Believe it or not, Mickelson didn’t spend the last two and a half weeks curled up in the fetal position, getting up only to kick himself at the memory of unforced errors. He returned to San Diego for two days at home, then took a family vacation to the Yellowstone Club in Big Sky, Mont.
“It’s the greatest place on earth,” he maintains unabashedly. “We did fly fishing, the kids did trap shooting, archery – like, real archery, shooting these awesome arrows – whitewater rafting, ziplining. My oldest daughter is big into paleontology, loves dinosaurs and history. The most world-renowned paleontologist is there. His name is Jack Horner. We ended up having a chance to spend time with him for an hour on Amanda’s birthday and it was the first time I’ve seen her star-struck. It was so cool.”
There is no correct way to overcome a loss like the one Mickelson suffered at this year’s U.S. Open. No singular method of rebounding from yet another torturous blow.
Three times during the final round his name was atop the leaderboard. All three times he quickly retreated from that position. When the dust settled and the horizon cleared, he had finished two strokes behind winner Justin Rose, another white-knuckler in a career filled with them.
With time to ruminate on his personal list of “The One That Got Away,” he ranks it No. 1, behind even the 2006 edition of the tournament, when he let a lead slip away on the final hole at Winged Foot.
“I was playing so well and the golf course is suited for me and everything just set up perfectly,” he says. “Winged Foot, there’s no way I was going to hit that last fairway. I hadn’t hit a fairway all day. That would have been pretty cool to win that one having driven it as badly as I did. It would have been unheard of. But Merion I was playing really well. Still am.”
Therein lies perhaps the greatest takeaway from Mickelson’s defeat: It’s actually motivated him to continue playing better golf.
“I’m disappointed,” he acknowledges. “It took me a few days to just not do much, but the fact is, in the last few months I’ve had some breakthroughs in my game. I’m playing better than I have in years. My putting hasn’t been this good in four or five years. My driving is off the charts. I mean, I’m hitting fairways at the U.S. Open and I’m moving it out there a decent amount. So I’m excited to keep playing, because I keep putting myself in good positions and I’m playing better than I have in a long time. In years.”

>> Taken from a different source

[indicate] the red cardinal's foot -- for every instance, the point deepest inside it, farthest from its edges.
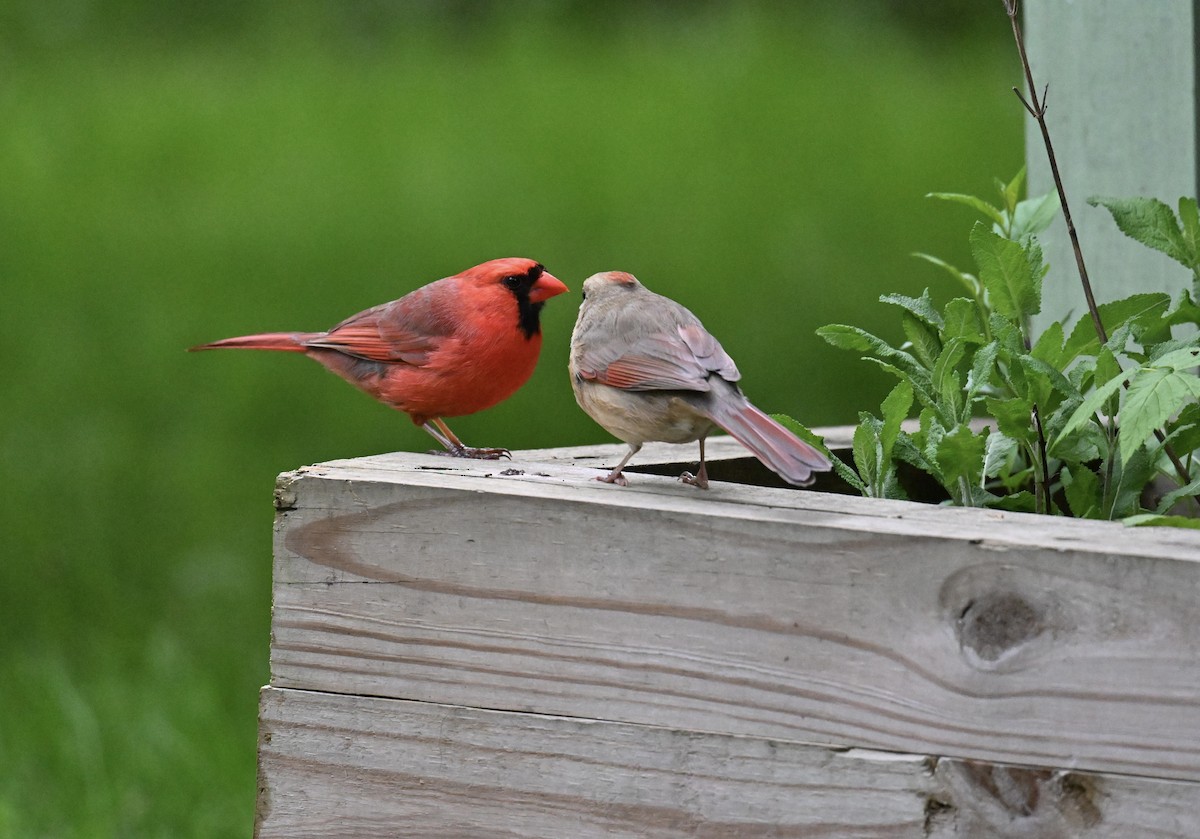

Just because he’s looking ahead to the future doesn’t mean Mickelson has been able to completely block out the past.
When he looks back at that final round, he points to wedge shots on 13 and 15 as his ultimate undoing. Each led to an untimely bogey and undeterred irony – one of the game’s all-time great wedge players failing to win the tournament he’s wanted for so long because of faulty wedge play.
“I misclubbed on 13,” he admits. “I never should have hit a pitching wedge; I should have hit a gap and take the back out of play. Because if I overcook to the pin, it goes long, so that was a misclub. … We had a lot of wind. We had wind swinging in and left to right. It picked up when we got there. I thought, ‘Gosh, if I hit a gap wedge into this wind, I wonder if it will carry.’ It just kind of came up at a bad time. That’s when the rain came. I started putting on 12 and the wind and the rain picked up. We got to the 13th tee box and I ended up taking one more club.
“And then I quit on 15. I had a perfect gap wedge. If I hit it hard and fly it, get it past the hole, it should come back down that hill. I quit on it and put it in such a bad spot.”
With that, Mickelson pauses and shrugs. “Oh, well,” he sighs. It’s not a measure of carelessness or insensitivity. Just the concession of a player who has felt this heartache before and grown accustomed to it again over the past two and a half weeks.
“It happens,” he says. “Golf is a game that you end up losing so much more than you win. You have to deal with losing a lot more. Even the highest-percentage winners of all time lose more than they win. It’s like batting in baseball. The best hitters still fail a majority of the time. It happens. But it’s time to move on, you know?
“I had a good chance to win and I’m certainly bummed that I didn’t, but I can’t wait to get back out and play. It’s exciting for me, because I’m just starting to play at the level I always knew I could.”